INSIDE MAN est donc une belle surprise doublée d’un film quasi-parfait, dont on regrette juste quelques incohérences (pourquoi creusent-ils un trou dans le sol ?) et la dernière poignée de minutes qui conclut bien le film, mais sans véritable rythme. Mais cela reste mineur tant le film est excellent !


 
Avis Technique
Avis sur l'image :   (2.5/3) Avis sur le son :   (2/3)

Pour voir le film dans des conditions optimales, il faut se tourner sur le disque 1, identique à l'édition "simple" sortie précedemment.
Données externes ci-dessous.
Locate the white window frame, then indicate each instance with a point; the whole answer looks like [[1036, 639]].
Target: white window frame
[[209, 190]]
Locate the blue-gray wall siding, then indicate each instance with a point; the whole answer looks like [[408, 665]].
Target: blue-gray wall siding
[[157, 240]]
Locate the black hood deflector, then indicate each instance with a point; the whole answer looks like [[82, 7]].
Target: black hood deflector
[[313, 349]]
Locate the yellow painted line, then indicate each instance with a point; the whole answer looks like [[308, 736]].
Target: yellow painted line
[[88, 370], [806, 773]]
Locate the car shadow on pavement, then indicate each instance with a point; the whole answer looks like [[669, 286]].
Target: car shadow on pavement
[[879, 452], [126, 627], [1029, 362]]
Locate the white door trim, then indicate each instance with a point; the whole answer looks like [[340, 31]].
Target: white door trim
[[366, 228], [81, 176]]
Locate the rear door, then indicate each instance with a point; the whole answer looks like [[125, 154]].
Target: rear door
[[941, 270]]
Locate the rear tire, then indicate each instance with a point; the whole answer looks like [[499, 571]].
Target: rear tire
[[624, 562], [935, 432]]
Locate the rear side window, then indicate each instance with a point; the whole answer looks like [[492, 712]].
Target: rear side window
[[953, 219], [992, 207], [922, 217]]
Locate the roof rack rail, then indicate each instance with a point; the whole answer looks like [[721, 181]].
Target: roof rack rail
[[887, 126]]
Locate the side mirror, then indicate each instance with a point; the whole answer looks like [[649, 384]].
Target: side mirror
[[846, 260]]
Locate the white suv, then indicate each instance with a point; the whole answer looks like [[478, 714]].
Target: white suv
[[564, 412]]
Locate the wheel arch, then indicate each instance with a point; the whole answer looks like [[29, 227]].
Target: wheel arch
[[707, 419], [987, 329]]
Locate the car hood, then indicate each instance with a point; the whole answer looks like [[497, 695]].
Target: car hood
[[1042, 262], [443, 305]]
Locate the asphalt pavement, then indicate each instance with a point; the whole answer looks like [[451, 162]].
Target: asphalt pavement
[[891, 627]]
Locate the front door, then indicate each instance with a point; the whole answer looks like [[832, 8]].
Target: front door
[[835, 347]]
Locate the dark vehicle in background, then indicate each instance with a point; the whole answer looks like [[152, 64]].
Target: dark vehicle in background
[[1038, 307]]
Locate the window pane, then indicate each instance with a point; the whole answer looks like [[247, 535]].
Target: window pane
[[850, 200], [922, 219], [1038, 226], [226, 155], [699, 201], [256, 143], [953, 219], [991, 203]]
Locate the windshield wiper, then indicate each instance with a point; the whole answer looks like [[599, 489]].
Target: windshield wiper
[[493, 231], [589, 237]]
C'est là que l'on trouve les plus beaux contrastes entre le film, baignant dans une atmosphère limpide et une photograhie exceptionnelle, et les multiples interrogatoires des deux inspecteurs chargés de l'enquête, baignants dans des couleurs très vives et un grain très prononcé. Le disque avec les bonus - et le commentaire audio - propose une copie moins propre durant le braquage, mais des témoignages toujours aussi sublimes et granuleux.

Dommage qu'aucune piste DTS ne soit proposée en Anglais: la musique du générique de début ("Chaya Chaya", troublant morceau bollywoodien) est très déçevante en 5.1. Le reste du film demeure classique, avec d'excellentes dialogues percutants et des doublages sonores peu bruyants (trop encombrants en français, comme d'habitude).
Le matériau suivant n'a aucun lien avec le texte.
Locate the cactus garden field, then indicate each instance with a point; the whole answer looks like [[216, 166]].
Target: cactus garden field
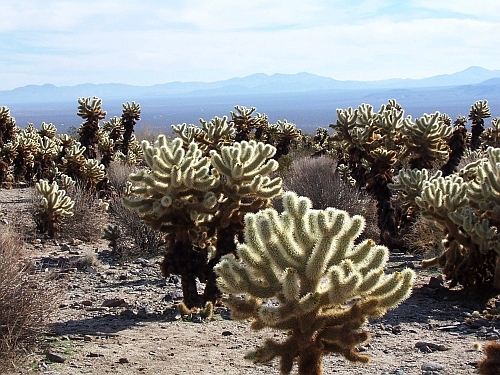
[[238, 246]]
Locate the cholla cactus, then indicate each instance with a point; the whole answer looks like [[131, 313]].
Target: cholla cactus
[[378, 143], [93, 172], [491, 136], [301, 272], [112, 233], [245, 123], [175, 197], [478, 112], [90, 109], [426, 140], [130, 115], [246, 187], [54, 206], [466, 206], [211, 136], [8, 126], [285, 133], [47, 130]]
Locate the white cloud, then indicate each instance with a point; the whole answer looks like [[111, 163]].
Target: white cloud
[[150, 41]]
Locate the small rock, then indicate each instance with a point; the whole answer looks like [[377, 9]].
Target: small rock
[[65, 247], [435, 282], [95, 355], [432, 346], [127, 313], [174, 279], [196, 318], [115, 302], [396, 330], [432, 367], [55, 357]]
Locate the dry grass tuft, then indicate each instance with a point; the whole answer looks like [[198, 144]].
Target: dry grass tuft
[[89, 216], [26, 300], [136, 239], [118, 175], [424, 237], [315, 178]]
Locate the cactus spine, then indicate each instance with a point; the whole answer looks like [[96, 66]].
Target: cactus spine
[[301, 272], [54, 206]]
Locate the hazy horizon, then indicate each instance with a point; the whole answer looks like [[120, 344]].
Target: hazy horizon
[[150, 42]]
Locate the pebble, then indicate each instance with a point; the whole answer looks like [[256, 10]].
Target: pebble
[[432, 368], [55, 357]]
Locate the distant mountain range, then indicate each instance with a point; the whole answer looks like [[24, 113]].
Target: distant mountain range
[[473, 78]]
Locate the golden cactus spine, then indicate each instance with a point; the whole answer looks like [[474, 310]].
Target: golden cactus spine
[[301, 272]]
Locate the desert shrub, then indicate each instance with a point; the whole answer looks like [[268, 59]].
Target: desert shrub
[[315, 178], [118, 175], [89, 215], [424, 237], [135, 237], [25, 300]]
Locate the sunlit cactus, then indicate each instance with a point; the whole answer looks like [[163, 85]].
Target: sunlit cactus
[[211, 136], [7, 126], [175, 197], [90, 109], [130, 115], [491, 135], [47, 130], [246, 123], [478, 112], [426, 140], [301, 272], [54, 206], [466, 206]]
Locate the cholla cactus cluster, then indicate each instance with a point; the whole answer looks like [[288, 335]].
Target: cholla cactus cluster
[[377, 143], [467, 208], [197, 190], [54, 206], [301, 272], [30, 155]]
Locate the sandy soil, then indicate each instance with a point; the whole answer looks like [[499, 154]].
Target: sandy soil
[[434, 332]]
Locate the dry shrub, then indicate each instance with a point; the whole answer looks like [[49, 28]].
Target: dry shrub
[[315, 178], [136, 238], [118, 175], [26, 300], [424, 237], [89, 216]]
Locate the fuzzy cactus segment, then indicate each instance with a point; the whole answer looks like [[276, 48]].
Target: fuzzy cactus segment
[[466, 206], [174, 195], [302, 272], [53, 207]]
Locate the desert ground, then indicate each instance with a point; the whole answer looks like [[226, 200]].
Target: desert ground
[[120, 317]]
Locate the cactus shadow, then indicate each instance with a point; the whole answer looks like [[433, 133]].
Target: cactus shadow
[[442, 305]]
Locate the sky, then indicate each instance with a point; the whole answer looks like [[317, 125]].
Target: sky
[[147, 42]]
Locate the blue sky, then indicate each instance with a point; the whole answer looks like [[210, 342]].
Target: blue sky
[[66, 42]]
Avis sur les bonus & l'interactivité :   (1.5/3) Avis sur les visuels :   (1/1)

Universal a fait fort: dire au consommateur qu'ils préparaient une édition exclusive française pour mieux faire payer à deux reprises le mouton lambda, qui s'est rué sur la première édition totalement chiche en tout bonus, et qui voit maintenant pour 5 euros de moins une édition collector "basique": Universal ne fait que reprendre les bonus de l'édition Z1 avec des sous-titres. Tant mieux pour le commentaire audio excellent et très drôle de Spike Lee, mais le reste est très en deça des attentes. Les scènes coupées sont molles mais bien commentées par le réalisateur, les interviews sont déçevantes, et le module sur la nouvelle participation entre Lee et Washington est beaucoup trop courte malheureusement. Pour ceux qui ont attendu, c'est une édition plutôt bonne mais classique. Pour les autres, cela ne vaut peut être pas le coup de repasser maintenant à la caisse.

Comme pour MIAMI VICE et JARHEAD, Universal signe un magnifqiue digipack à 2 volets, avec une classe et une beauté esthétique extraordinaire, tout de blanc vêtue. On regrette en revanche que les deux sérigraphies soient totalement identiques, avec la mention "Dvd 1" et "Dvd 2" qui les sépare seulement.